1. https://en.wikipedia.org/wiki/Structured_programming

Except, that the idea of semantic web is the traditional approach, whereas composable cross-browser classes controlled with LESS variables is the new and more pragmatic approach.
Sounds like you're confusing Semantic HTML with Semantic Web. "Semantic" HTML is a style of writing HTML where the document exposes the meaningful structure and data in the document instead of the visual layout. The idea is that HTML is just a structured data representation, a la XML, and CSS is then used to transform it into a particular layout.

https://en.wikipedia.org/wiki/Semantic_HTML

You are right, I meant to write "HTML". Nevertheless I question the usefulness of this approach. Semantic XML vs. pragmatic JSON tells a similar story.

Semantic structures are never perfect, because they are not controlled by the recipient, but by the sender. I love the idea, but I think it will never come true. We will always have to mine the data ourselves.

I can see the value of providing semantic markup for screen readers or for some Google SERP extension, but I do not see how semantic class names provide any value at all.

Separation of concerns is a nice saying, but as other comments already mentioned, is just not possible to the full extend yet as CSS and browsers are to limited.
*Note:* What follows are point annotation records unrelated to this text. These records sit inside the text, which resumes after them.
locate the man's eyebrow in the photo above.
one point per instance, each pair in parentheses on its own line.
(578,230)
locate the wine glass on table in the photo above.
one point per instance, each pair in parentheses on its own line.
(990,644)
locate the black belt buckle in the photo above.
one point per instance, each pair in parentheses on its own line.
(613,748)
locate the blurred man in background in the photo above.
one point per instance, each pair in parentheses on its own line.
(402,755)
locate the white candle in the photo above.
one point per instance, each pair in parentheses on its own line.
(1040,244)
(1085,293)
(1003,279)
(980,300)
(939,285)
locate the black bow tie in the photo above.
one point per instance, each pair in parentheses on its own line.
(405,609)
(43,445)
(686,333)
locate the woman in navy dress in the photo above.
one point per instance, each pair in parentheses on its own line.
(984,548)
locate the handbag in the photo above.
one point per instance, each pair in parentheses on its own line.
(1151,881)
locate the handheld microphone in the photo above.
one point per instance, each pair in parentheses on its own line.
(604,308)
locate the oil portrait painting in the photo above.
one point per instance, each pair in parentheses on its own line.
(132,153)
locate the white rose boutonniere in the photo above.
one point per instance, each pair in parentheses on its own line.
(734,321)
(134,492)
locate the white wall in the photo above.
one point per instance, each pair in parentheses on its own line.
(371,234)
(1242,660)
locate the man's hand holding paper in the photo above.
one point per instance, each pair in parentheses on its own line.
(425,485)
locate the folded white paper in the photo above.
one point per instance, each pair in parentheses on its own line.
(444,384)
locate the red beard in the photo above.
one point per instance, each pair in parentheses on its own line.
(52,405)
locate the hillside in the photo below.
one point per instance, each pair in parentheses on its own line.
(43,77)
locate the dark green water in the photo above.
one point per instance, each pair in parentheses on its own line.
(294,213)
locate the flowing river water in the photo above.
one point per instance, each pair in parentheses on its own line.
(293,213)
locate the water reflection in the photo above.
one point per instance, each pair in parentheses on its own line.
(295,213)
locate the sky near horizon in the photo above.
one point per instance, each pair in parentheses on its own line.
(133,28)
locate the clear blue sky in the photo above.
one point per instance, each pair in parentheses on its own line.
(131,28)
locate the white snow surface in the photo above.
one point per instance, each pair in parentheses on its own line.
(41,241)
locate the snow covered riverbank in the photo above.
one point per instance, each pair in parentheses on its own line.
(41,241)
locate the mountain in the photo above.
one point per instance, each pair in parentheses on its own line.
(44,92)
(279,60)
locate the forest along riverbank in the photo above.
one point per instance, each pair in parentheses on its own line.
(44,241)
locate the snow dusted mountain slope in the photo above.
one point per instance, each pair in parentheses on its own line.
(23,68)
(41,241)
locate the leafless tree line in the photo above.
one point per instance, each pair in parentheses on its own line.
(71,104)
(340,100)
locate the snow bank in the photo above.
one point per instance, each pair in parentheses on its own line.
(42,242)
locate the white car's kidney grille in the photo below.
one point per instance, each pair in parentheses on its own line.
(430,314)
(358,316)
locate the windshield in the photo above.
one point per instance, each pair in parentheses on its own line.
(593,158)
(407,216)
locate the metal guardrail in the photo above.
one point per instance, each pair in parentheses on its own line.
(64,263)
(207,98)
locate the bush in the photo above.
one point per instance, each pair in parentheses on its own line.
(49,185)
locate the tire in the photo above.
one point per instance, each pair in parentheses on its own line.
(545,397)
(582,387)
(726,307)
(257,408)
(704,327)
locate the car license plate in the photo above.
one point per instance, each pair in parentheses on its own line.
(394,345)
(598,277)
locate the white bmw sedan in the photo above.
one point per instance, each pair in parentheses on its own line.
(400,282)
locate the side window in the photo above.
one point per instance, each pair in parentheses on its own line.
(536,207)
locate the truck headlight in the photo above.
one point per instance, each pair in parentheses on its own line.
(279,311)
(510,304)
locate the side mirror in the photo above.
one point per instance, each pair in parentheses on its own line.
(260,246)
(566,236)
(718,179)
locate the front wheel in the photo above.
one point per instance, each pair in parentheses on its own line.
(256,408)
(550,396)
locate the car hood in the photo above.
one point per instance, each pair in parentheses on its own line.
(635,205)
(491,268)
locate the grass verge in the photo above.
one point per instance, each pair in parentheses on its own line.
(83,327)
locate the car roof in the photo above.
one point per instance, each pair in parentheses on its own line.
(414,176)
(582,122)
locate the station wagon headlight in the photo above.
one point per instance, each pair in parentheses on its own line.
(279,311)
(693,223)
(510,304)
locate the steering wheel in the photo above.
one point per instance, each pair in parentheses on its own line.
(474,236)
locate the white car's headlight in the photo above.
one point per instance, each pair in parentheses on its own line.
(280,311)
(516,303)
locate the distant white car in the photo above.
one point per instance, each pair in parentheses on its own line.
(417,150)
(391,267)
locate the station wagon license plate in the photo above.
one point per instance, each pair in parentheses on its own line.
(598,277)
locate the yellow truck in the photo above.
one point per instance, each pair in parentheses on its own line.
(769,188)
I think we should acknowledge these shortcomings and real world circumstance, do our best to work around them, but in the end just move on and be productive.

Perhaps the term "semantic" is overloaded, but there are good reasons why presentational classnames are bad, even though users don't care and machines don't care. Your fellow developers should care. When done well, semantic markup is much easier to maintain and reason about. There's far less duplicated template logic and design changes are much easier because it's easier to understand where your changes will have an effect. The generated CSS might be slightly heavier, but possibly not. Poorly architected CSS tends to get very bloated and heavy very quickly. And there are better preprocessors like Sass or Stylus give you more options for keeping you generated CSS to a minimum. Less is really the worst preprocessor out there.

Every non-semantic bootstrap site I've seen has far more templates than would be necessary the templates only spit out minimal markup with classes that say what each element is instead of what it looks like.

But now we have tons of developers whose primary skill is backend development that are able to mash together a reasonable looking site without understanding how to create maintainable front end code. When the design changes, they just keep piling on more markup and more classes. This works for a while, but as designs get iteratively tweaked and changed, and kludges pile on top of kludges, the markup and CSS become a huge tangled mess. Making changes can have unpredictable effects on other parts of the site.

And then the back end developers throw up their hands and say, "CSS is stupid." But users don't care if the code is a mess, right? Machines don't care either. But the front end dev -- the one who's tasked with getting the new design to work without breaking anything else on the site -- he cares. And he's gonna have a bad time.

Insert an anecdote about the carpenter and the quality of the back of the cabinet there. Except in this case it matters a bit more as others pointed out already.